Dorothea believed that every child should have an education and would provide that service to children for free, should their mothers not be able to afford her private school tuition fees. One such child that benefited from the free tuition was quoted as describing Dorthea’s wardrobe as a “Satanic abomination” and “Quaker-like attire”. However, demonstrating her deep belief in giving back to her community, Dorothea was quoted as saying “I am unable to give as much to the Lord’s cause as I would like, and that I am therefore obliged to do my share of helping in other ways” when speaking to a mother and asking her to enroll her two children in her school. Continuing on, should the mother accept her proposal, Dorothea stated that “it would give me the happiness of feeling that I was lifting a part of another woman’s burden and at the same time sharing the Master’s work of blessing the children.”
In her close-knit family, Dorothea’s faith generated a passion for community service, a strong dedication to the church, and unwavering support of the Conservative Party. Likely due to the consequences of her husband’s alcoholism, Dorothea became a strong temperance worker. She volunteered her time with the Lindsay branch of the Women’s Christian Temperance Union as often as she could William and J. D. were consequently hard abstainers until their deaths.

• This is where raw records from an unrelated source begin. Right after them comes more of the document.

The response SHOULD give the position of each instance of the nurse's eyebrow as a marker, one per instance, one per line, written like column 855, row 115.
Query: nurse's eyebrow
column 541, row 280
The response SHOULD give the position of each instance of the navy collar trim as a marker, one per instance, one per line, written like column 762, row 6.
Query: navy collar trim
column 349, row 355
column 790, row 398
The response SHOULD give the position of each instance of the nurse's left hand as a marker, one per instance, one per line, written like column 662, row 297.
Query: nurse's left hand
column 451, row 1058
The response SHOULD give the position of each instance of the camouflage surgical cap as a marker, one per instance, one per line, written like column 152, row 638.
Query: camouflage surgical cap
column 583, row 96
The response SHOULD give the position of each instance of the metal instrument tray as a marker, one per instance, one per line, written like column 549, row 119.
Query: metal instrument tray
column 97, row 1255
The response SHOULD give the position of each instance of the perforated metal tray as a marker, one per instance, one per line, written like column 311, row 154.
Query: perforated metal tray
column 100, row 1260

Penning a letter to her future daughter-in-law Mary Cooper in 1871, her role as a mother she described was to create and mould her sons to have a “high moral rectitude” when conducting business.
Dorothea would pass away on June 23, 1908 in Toronto at the age of 85, 26 years after her husband. Remembered fondly by all those that knew her, she was buried with a poem titled “Dear Mother-Friend,” as a reflection of her habit of signing off her correspondence to one of her pupils and eventual friend with “Your loving mother-friend, D. F.”